4. The system according to claim 1, wherein the voice synthesis server comprises:
a music information acquisition unit for acquiring lyrics, a singer, a track, a musical
scale, a sound length, a bit, a tempo, and a musical effect transmitted from the client
terminal;
a phrase analysis unit for analyzing a sentence of the lyrics acquired by the music
information acquisition unit and converting the analyzed sentence into a form defined
according to linguistic characteristics;
a pronunciation conversion unit for converting data analyzed by the phrase analysis
unit based on a phoneme;
an optimum phoneme selection unit for selecting an optimum phoneme corresponding to
the lyrics analyzed by the phrase analysis unit and the pronunciation conversion unit
according to a predefined rule;
a sound source selection unit for acquiring singer information acquired by the music
information acquisition unit and selecting a sound source, corresponding to the phoneme
selected through the optimum phoneme selection unit from a sound source database,
as a sound source of the acquired singer information;
a rhythm control unit for acquiring an optimum phoneme selected by the optimum phoneme
selection unit according to a sentence characteristic of the lyrics and controlling
a length and a pitch when the optimum phonemes are connected to each other for synthesis;
a voice conversion unit for acquiring a sentence of the lyrics synthesized by the
rhythm control unit and matching the sentence of the acquired lyrics such that the
sentence is reproduced according to a musical scale, a sound length, a bit, and a
tempo acquired by the music information acquisition unit;
a tone conversion unit for acquiring the voice converted by the voice conversion unit
and matching a tone with the converted voice such that the tone is reproduced according
to a musical effect acquired by the music information acquisition unit; and
a song and background music synthesis unit for synthesizing background music information
acquired by the music information acquisition unit with the tone finally converted
by the tone conversion unit.
5. The system according to claim 4, wherein the music information acquisition unit comprises:
a lyrics information acquisition unit for acquiring lyrics information;
a background music information acquisition unit for acquiring background music sound
source information selected from background music sound sources stored in the sound
source database;
a vocal effect acquisition unit for acquiring vocal effect information adjusted by
a user; and
a singer information acquisition unit for acquiring singer information.

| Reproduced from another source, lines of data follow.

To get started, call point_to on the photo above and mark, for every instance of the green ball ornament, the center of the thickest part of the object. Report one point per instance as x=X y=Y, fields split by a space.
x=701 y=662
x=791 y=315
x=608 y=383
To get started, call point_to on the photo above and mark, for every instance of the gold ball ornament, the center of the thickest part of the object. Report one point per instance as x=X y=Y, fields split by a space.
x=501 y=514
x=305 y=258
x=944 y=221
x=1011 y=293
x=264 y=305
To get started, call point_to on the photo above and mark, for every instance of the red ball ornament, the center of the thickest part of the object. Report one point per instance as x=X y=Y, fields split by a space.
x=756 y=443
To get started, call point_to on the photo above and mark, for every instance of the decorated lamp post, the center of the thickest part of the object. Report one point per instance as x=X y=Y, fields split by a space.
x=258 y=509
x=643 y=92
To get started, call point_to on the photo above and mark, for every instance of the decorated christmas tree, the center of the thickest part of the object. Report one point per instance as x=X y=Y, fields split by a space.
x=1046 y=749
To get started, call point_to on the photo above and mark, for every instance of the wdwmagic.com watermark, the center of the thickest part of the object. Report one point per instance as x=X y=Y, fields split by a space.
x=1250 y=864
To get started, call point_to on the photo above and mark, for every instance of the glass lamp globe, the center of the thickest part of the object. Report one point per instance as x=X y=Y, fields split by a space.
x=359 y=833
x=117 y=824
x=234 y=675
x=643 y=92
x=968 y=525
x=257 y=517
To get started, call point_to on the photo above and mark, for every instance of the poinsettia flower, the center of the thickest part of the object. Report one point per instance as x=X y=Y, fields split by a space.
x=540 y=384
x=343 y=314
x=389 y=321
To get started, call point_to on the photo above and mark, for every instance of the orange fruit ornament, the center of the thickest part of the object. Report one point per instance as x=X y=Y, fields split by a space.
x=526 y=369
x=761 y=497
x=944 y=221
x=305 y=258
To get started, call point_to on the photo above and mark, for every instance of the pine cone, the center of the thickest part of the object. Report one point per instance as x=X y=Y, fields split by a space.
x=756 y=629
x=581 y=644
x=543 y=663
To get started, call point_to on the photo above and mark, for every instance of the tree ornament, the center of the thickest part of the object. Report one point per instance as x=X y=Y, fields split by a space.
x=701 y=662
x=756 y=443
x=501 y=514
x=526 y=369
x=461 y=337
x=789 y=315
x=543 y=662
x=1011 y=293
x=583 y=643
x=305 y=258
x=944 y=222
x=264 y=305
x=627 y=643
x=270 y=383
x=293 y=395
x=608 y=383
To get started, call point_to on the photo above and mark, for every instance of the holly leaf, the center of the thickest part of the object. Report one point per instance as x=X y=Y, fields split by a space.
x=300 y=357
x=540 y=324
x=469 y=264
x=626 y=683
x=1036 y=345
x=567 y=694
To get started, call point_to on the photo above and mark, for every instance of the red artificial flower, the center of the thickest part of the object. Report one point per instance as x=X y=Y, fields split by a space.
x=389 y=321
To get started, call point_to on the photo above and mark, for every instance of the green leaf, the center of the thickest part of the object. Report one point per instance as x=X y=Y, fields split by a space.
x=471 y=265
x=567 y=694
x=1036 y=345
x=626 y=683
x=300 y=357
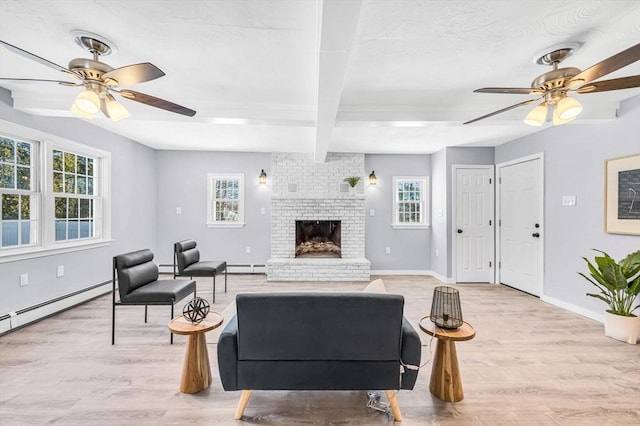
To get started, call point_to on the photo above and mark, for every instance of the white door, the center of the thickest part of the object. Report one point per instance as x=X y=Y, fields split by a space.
x=474 y=224
x=520 y=225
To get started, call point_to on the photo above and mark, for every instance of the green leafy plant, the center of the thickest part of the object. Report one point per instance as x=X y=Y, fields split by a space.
x=618 y=282
x=352 y=180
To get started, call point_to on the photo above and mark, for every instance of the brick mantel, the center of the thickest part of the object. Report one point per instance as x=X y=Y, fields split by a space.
x=325 y=202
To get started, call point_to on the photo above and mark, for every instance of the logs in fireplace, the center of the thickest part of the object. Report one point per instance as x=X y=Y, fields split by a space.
x=318 y=238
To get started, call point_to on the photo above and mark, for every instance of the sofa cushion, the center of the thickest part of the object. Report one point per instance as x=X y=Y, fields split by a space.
x=319 y=326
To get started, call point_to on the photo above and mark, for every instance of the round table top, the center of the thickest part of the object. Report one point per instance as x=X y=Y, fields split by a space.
x=181 y=325
x=464 y=332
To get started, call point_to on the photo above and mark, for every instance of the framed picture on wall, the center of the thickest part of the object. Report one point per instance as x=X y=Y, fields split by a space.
x=622 y=195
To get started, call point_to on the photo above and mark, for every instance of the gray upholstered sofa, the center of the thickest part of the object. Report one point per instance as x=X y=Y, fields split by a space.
x=318 y=341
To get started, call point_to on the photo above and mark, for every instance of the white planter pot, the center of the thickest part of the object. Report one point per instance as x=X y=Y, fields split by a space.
x=625 y=329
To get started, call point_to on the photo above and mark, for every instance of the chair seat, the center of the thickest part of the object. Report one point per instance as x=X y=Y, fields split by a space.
x=160 y=291
x=205 y=269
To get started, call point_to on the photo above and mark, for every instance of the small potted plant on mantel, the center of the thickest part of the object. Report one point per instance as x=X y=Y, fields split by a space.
x=352 y=181
x=619 y=285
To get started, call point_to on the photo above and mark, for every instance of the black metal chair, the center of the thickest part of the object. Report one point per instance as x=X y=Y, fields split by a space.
x=186 y=263
x=137 y=280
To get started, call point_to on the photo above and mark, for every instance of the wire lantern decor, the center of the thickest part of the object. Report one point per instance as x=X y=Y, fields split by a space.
x=445 y=308
x=196 y=310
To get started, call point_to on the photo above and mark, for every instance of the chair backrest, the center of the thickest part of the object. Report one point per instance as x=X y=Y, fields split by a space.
x=134 y=270
x=319 y=326
x=186 y=254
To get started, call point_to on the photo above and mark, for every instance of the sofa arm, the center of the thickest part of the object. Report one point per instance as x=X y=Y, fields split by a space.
x=410 y=354
x=228 y=355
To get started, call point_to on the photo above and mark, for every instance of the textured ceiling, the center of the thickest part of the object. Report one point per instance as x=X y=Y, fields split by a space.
x=372 y=76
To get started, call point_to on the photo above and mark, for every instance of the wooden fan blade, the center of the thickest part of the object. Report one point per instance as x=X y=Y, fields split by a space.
x=134 y=74
x=156 y=102
x=38 y=59
x=39 y=80
x=613 y=84
x=500 y=111
x=509 y=90
x=607 y=66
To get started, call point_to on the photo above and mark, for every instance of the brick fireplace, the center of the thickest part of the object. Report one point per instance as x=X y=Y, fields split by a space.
x=303 y=190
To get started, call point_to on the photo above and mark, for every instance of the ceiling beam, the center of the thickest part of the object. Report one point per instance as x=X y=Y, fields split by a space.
x=337 y=24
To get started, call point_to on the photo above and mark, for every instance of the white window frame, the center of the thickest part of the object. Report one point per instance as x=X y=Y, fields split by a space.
x=425 y=208
x=211 y=213
x=45 y=243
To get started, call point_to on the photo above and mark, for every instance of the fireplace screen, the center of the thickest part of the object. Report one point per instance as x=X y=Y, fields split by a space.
x=318 y=238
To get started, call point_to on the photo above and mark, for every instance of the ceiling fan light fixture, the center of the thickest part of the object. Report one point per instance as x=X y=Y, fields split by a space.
x=88 y=102
x=81 y=113
x=115 y=109
x=557 y=118
x=537 y=116
x=568 y=108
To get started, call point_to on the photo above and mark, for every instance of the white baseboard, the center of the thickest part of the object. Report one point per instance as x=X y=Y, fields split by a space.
x=21 y=317
x=411 y=272
x=573 y=308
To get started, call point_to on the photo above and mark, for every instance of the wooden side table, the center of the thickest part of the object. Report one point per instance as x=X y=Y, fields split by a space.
x=196 y=370
x=446 y=382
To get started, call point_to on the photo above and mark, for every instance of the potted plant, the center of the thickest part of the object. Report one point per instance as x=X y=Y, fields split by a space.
x=619 y=285
x=352 y=181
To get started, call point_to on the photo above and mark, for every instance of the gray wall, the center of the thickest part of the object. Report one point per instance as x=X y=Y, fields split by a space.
x=410 y=248
x=574 y=157
x=133 y=219
x=182 y=182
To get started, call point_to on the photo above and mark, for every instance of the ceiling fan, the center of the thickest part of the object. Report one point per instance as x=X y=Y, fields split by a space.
x=554 y=86
x=101 y=81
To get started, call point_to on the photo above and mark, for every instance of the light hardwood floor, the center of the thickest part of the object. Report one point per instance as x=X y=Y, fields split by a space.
x=530 y=364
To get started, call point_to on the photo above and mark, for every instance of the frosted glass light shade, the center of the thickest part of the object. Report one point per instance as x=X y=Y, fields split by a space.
x=115 y=109
x=568 y=108
x=537 y=116
x=88 y=102
x=557 y=120
x=81 y=113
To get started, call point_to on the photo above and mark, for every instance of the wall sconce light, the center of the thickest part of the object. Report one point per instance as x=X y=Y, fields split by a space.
x=373 y=180
x=262 y=179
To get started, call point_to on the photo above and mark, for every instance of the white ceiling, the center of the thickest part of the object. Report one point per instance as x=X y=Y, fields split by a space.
x=371 y=76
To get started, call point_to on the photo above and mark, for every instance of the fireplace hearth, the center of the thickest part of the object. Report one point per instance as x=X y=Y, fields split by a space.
x=318 y=238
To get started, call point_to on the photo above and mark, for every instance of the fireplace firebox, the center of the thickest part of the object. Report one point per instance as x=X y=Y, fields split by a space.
x=318 y=238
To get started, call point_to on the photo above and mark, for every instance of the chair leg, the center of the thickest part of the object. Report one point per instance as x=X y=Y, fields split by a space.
x=113 y=324
x=171 y=338
x=244 y=400
x=393 y=403
x=213 y=299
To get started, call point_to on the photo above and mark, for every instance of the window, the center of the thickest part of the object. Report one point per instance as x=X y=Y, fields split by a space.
x=74 y=195
x=53 y=194
x=411 y=202
x=225 y=200
x=18 y=196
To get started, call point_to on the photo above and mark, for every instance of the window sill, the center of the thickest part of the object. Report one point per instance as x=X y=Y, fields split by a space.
x=35 y=252
x=226 y=225
x=413 y=226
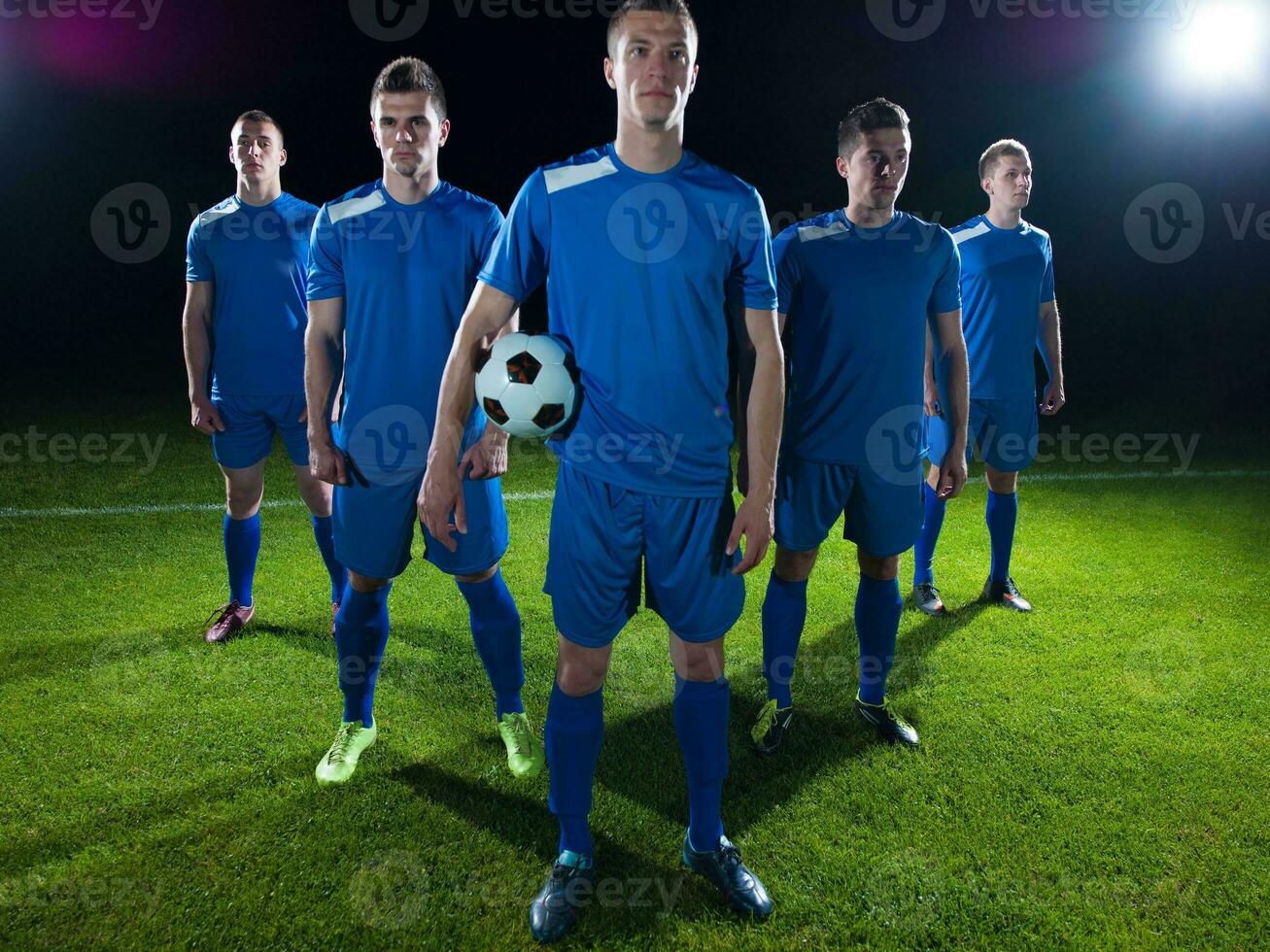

6. The system according to claim 4, further comprising: a piano key location acquisition
unit for acquiring piano key location information selected by a user from a virtual
piano.
7. The system according to claim 1, wherein the voice synthesis transmission server includes:
a client multiple connection management unit for managing music synthesis requests
of a plurality of client terminals in sequence or in parallel such that the plurality
of client terminals simultaneously connect to the voice synthesis server to issue
voice synthesis requests;
a music data compression processing unit for compressing music data to efficiently
transmit the music data in a restricted network environment;
a music data transmission unit for transmitting music information synthesized in response
to the music synthesis request of the client terminal to a client; and
an additional service interface processing unit for transferring voice synthesis based
musical content to an external system to provide the musical content to a mobile communication
company bell sound service and a ringtone service.